【问题标题】:Fitting a Gaussian to a a 1D masked data array将高斯拟合到 1D 掩码数据数组
【发布时间】:2018-09-11 03:49:30
【问题描述】:

我有一个屏蔽的一维数据数组,其中包含我屏蔽的 nan 值,现在打印为 --。我希望将此数组拟合为高斯并使用拟合的均值和标准差创建直方图。我已经尝试过辣味.stats.fit 但这没有用(平均和标准只返回'nan')。然后我寻找了辣味.mstats,但它看起来不像有适合的功能。

是否有可以将高斯拟合到掩码数组并输出均值和标准差的模块?

编辑:这是我的代码

def createRmsMatrix( self ):

    '''
    Creates an array of RMS values for each profile in one file.
    '''

    # Initialize RMS table of zeroes
    rmsMatrix = np.zeros( ( self.nSub, self.nChan ), dtype = float )

    # Loop over the time and frequency indices
    for time in np.arange( self.nSub ):
        for frequency in np.arange( self.nChan ):

            # Create a mask along the bin space
            mask = utils.binMask( self.data[time][frequency], 0.55 )

            #print(mask)

            rmsMatrix[time][frequency] = mu.rootMeanSquare( self.data[time][frequency][mask == 0] )

    # Mask the nan values in the array
    rmsMatrix = np.ma.array( rmsMatrix, mask = np.isnan( rmsMatrix ) )

    print( "Root Mean Square matrix created..." )

    return rmsMatrix

我的 main 函数中调用它的部分是:

    # Return the array of RMS values for each profile
    self.rmsArray = self.createRmsMatrix()

    # Reshape RMS array to be linear and store in a new RMS array
    self.linearRmsArray = np.reshape( self.rmsArray, ( self.nChan * self.nSub ) )

    # Best fit of data using a Gaussian fit
    mu, sigma = norm.fit( self.linearRmsArray )

    # Creates the histogram
    n, bins, patches = self.histogramPlot( self.linearRmsArray, mu, sigma, 'Root Mean Squared', 'Frequency Density', True )

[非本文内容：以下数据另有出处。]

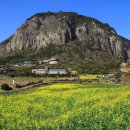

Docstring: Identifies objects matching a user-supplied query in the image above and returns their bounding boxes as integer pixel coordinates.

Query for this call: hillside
[0,12,130,73]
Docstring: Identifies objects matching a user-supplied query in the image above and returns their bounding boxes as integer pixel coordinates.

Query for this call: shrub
[1,84,12,90]
[15,84,22,88]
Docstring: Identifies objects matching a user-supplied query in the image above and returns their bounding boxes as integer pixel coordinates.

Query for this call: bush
[15,84,22,88]
[1,84,12,90]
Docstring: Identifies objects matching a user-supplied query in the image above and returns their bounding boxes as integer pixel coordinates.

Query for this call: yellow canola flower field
[0,84,130,130]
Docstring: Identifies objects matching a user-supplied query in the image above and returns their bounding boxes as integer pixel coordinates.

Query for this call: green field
[0,84,130,130]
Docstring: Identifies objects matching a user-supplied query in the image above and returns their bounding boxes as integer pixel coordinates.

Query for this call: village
[0,57,130,90]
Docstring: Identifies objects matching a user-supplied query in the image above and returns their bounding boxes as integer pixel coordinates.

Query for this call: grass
[0,84,130,130]
[80,75,99,80]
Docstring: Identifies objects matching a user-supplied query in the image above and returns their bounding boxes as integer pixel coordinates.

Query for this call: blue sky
[0,0,130,42]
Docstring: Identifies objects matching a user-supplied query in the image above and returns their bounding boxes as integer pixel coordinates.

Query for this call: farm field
[0,84,130,130]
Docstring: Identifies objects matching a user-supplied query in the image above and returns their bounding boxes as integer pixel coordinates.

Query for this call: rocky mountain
[0,12,130,73]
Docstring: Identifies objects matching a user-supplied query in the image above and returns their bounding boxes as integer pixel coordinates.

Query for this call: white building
[32,69,46,74]
[32,69,67,75]
[48,69,67,75]
[49,60,58,65]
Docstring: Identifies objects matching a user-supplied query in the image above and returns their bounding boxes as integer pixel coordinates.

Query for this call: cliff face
[0,12,130,60]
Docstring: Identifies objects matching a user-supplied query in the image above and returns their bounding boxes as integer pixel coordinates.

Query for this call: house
[32,69,67,75]
[49,60,58,65]
[32,69,46,74]
[48,69,67,75]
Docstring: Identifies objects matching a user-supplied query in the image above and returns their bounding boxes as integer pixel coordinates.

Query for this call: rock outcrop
[0,12,130,60]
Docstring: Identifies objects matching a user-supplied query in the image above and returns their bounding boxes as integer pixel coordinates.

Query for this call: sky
[0,0,130,42]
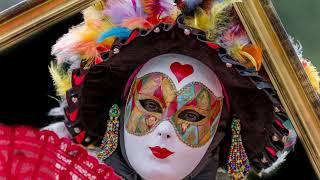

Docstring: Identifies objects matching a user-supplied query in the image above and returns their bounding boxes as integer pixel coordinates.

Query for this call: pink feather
[105,0,145,25]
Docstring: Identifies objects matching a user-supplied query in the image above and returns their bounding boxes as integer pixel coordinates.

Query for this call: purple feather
[105,0,145,25]
[184,0,203,11]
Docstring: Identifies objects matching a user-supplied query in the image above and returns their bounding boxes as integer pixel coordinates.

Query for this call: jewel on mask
[73,127,80,134]
[71,97,78,103]
[84,137,91,143]
[97,104,120,160]
[226,63,232,68]
[227,118,250,180]
[153,27,160,33]
[261,157,268,164]
[170,62,193,82]
[184,29,191,36]
[113,47,120,54]
[272,134,279,142]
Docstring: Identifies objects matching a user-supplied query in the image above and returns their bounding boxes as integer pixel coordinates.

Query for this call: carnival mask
[124,54,223,180]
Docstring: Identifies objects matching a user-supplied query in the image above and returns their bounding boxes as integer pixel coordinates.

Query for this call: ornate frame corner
[0,0,97,51]
[234,0,320,177]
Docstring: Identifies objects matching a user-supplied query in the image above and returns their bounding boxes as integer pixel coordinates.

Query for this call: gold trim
[0,0,95,51]
[234,0,320,177]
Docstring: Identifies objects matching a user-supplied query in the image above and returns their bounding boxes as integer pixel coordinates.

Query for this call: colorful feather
[49,62,72,99]
[105,0,146,26]
[52,7,114,67]
[289,36,320,93]
[218,24,262,71]
[143,0,180,25]
[184,0,203,11]
[185,0,241,40]
[300,58,320,93]
[97,27,131,43]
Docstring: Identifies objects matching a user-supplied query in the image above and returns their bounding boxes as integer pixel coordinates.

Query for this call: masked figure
[46,0,295,180]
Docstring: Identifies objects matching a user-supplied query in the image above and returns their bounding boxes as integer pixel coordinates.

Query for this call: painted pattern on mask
[125,72,223,147]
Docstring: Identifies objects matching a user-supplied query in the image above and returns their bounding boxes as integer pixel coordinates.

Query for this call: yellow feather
[185,0,241,40]
[49,62,72,98]
[74,7,115,67]
[302,59,320,93]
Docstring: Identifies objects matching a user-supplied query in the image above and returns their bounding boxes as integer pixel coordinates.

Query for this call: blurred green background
[0,0,320,69]
[273,0,320,69]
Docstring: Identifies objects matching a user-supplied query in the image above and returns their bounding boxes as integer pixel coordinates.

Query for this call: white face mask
[124,54,222,180]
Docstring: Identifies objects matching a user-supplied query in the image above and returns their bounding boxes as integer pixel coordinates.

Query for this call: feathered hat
[50,0,308,179]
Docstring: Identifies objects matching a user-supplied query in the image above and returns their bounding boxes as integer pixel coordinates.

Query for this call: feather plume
[184,0,203,11]
[143,0,180,25]
[218,24,262,71]
[97,27,131,43]
[185,0,241,40]
[105,0,146,26]
[289,36,320,93]
[49,62,72,99]
[300,58,320,93]
[52,7,114,66]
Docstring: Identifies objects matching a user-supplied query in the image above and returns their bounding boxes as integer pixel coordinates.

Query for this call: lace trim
[0,125,121,180]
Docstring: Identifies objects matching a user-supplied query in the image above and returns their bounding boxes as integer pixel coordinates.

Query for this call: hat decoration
[50,0,310,179]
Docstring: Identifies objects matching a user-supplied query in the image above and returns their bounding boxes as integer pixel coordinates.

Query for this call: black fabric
[0,13,318,180]
[80,26,273,166]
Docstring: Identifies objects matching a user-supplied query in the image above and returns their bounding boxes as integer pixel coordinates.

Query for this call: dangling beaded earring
[97,104,120,161]
[227,118,250,180]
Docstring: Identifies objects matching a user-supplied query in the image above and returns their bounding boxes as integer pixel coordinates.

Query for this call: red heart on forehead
[170,62,193,82]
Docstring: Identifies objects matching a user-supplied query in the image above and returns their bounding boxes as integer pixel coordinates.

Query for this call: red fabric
[170,62,193,82]
[0,125,121,180]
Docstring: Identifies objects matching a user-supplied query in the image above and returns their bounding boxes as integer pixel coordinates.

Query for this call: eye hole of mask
[178,109,205,122]
[139,99,162,113]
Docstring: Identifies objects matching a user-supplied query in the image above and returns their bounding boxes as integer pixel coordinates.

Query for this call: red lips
[149,146,173,159]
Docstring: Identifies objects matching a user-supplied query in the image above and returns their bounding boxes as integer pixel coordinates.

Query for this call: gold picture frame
[234,0,320,177]
[0,0,320,177]
[0,0,95,51]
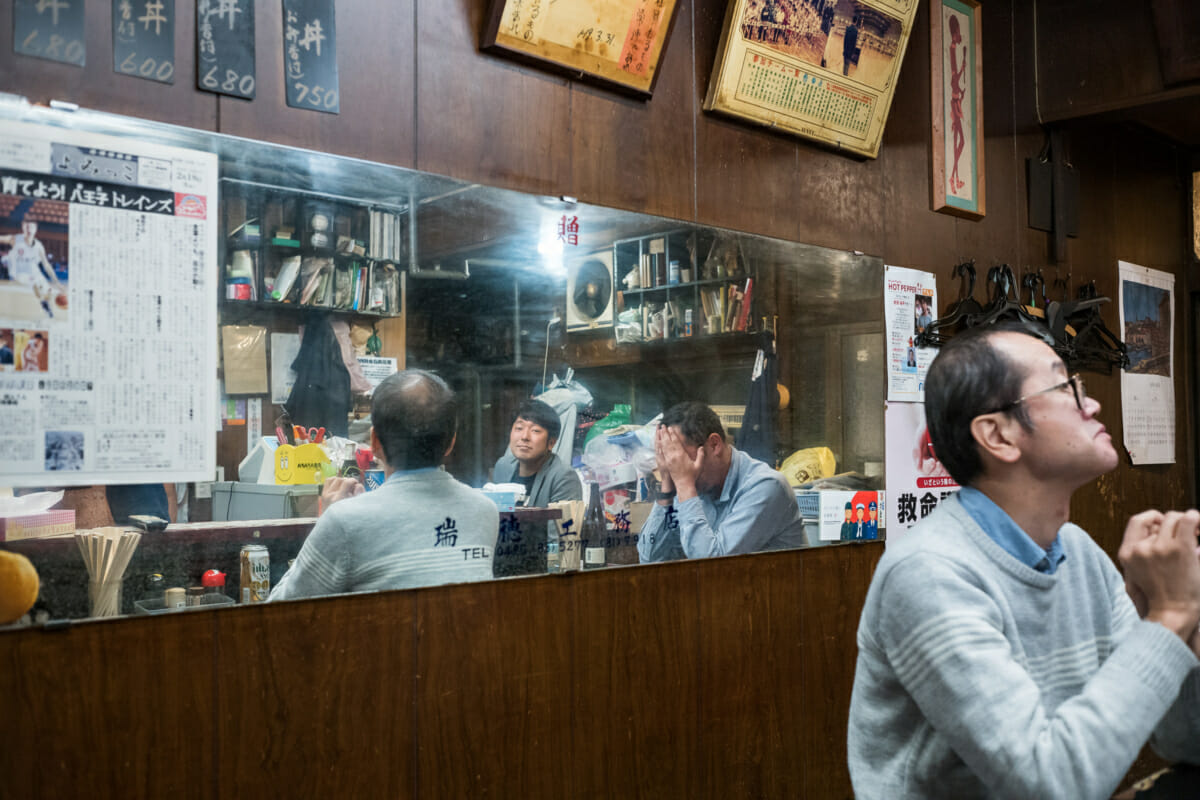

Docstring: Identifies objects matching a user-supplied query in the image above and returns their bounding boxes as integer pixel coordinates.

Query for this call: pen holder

histogramPlot 对我来说只是一个方便的 matplotlib 组织者,我还将发布:

def histogramPlot( self, data, mean, stdDev, xAxis='x-axis', yAxis='y-axis', showPlot = False ):

    '''
    Plots and returns a histogram of some linear data using matplotlib
    and fits a Gaussian centered around the mean with a spread of stdDev.
    Use this function to set the x and y axis names.
    Can also toggle showing of the histogram in this function.
    '''

    # Plot the histogram
    n, bins, patches = plt.hist( self.linearRmsArray, bins=self.nChan, normed=True )

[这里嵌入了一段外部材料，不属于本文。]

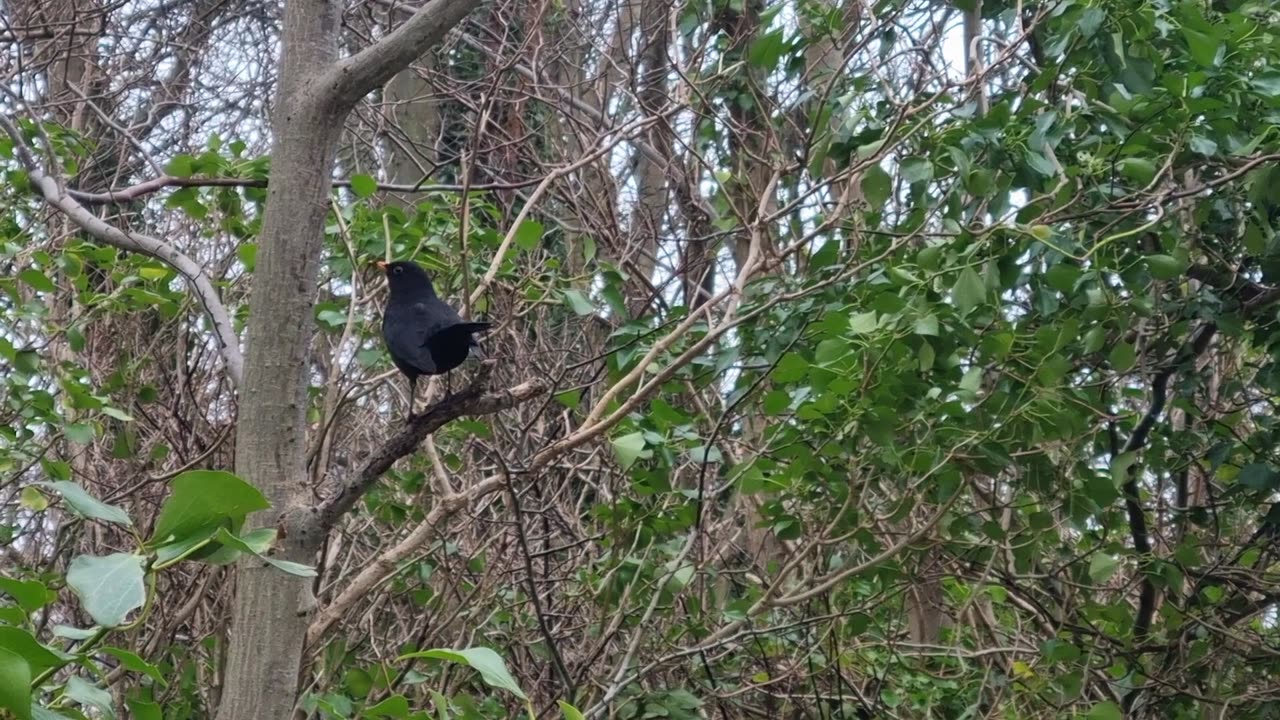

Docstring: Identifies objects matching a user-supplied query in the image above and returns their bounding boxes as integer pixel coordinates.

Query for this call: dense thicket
[0,0,1280,720]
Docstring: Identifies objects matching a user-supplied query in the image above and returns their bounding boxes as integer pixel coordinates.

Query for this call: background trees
[0,0,1280,719]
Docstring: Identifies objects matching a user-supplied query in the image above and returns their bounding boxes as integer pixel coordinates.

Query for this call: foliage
[0,0,1280,720]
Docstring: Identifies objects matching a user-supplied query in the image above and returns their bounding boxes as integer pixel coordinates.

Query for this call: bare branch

    # Add a 'best fit' normal distribution line
    xPlot = np.linspace( ( mean - (4*stdDev) ), ( mean + (4*stdDev) ), 1000 )
    yPlot = mlab.normpdf( xPlot, mean, stdDev )
    l = plt.plot(xPlot, yPlot, 'r--', linewidth=2)

    # Format axes
    plt.ylabel( yAxis )
    plt.xlabel( xAxis )
    #plt.title(r'$\mathrm{Histogram\ of\ data:}\ \mu=%.3f,\ \sigma=%.3f$' %(mu, sigma))
    plt.title(r'$\mu=%.3f,\ \sigma=%.3f$' %(mean, stdDev))
    plt.grid(True)

    if showPlot == True:
        plt.show()

    return n, bins, patches

【问题讨论】:

  • 目前有代码吗?至少生成与提到的“屏蔽数组”等效的代码?
  • @AndreyTyukin,我已将代码包含在编辑中

标签: python python-3.x scipy histogram python-3.6


【解决方案1】:

您试图使用scipy.norm.fit 来拟合数据的正态分布,这意味着您的输入是应该是正态分布的随机样本的值集合。在这种情况下,平均值和标准差的最大似然估计。开发。只是数据的样本均值和样本标准差。对于包含nan的数据,可以在调用scipy.norm.fit()之前去掉nans,或者直接用numpy.nanmeannumpy.nanstd计算:

est_mean = np.nanmean(data)
est_stddev = np.nanstd(data)

例如,

In [18]: import numpy as np

In [19]: from scipy.stats import norm

In [20]: x = np.array([1, 4.5, np.nan, 3.3, 10.0, 4.1, 8.5, 17.1, np.nan])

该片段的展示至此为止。